Schwere Vorwürfe gegen GdP-Vize Hüber: Übergriff auf DDR-Flüchtling?
Ein ehemaliger DDR-Grenzsoldat erhebt eidesstattlich Vorwürfe gegen Polizeigewerkschafter Sven Hüber wegen mutmaßlicher Misshandlung eines Flüchtlings 1988.

GdP-Vize Hüber unter Druck: Zeitzeuge schildert Vorfall mit DDR-Flüchtling
Gegen Sven Hüber (62), stellvertretender Bundesvorsitzender der Gewerkschaft der Polizei (GdP) und Hauptpersonalratschef der Bundespolizei, erheben sich neue schwere Anschuldigungen. Wie BILD berichtet, veröffentlichte das Portal „Apollo News" Vorwürfe aus Hübers Zeit als Offizier der DDR-Grenztruppen an der Berliner Mauer – gestützt auf eidesstattliche Aussagen eines ehemaligen Grenzsoldaten.

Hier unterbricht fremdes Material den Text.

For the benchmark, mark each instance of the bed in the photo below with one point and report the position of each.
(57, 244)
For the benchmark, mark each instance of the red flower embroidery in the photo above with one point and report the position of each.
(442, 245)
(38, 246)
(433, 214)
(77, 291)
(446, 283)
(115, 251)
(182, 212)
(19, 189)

Ende der 1980er Jahre war Hüber Politoffizier und stellvertretender Kompaniechef bei einem Berliner Grenzregiment. Der frühere Grenzsoldat Axel Krause berichtet gegenüber „Apollo News", Hüber habe die damalige Dienstvorschrift verteidigt, wonach Grenzverletzer „aufzuspüren, festzunehmen oder zu vernichten" seien. Auch nachdem der Wortlaut Anfang 1988 offiziell geändert worden sei, habe Hüber laut Krauses Erinnerung am Begriff „vernichten" festgehalten und dessen weitere Gültigkeit erklärt.
Vorwurf: Pistole in den Mund eines Gefangenen
Besonders gravierend ist ein Vorfall, den Krause für das Frühjahr 1988 schildert: Bei der Festnahme eines DDR-Flüchtlings soll Hüber als Offizier vom Dienst hinzugekommen sein. Krause gibt an, beobachtet zu haben, wie dem am Boden fixierten Mann Tritte ins Gesicht versetzt wurden – das will er mit eigenen Augen gesehen haben.
Den Vorwurf, dass Hüber dem Gefangenen eine Pistole in den Mund gesteckt habe, stützt Krause hingegen auf den Bericht eines Kameraden, nicht auf eigene Beobachtung. „Apollo News" beruft sich daneben auf Stasi-Unterlagen, die Teile der Schilderung stützen sollen. Der DDR-Forscher Hubertus Knabe (67) habe Krauses Aussagen nach Angaben des Portals teilweise anhand von Akten überprüfen können.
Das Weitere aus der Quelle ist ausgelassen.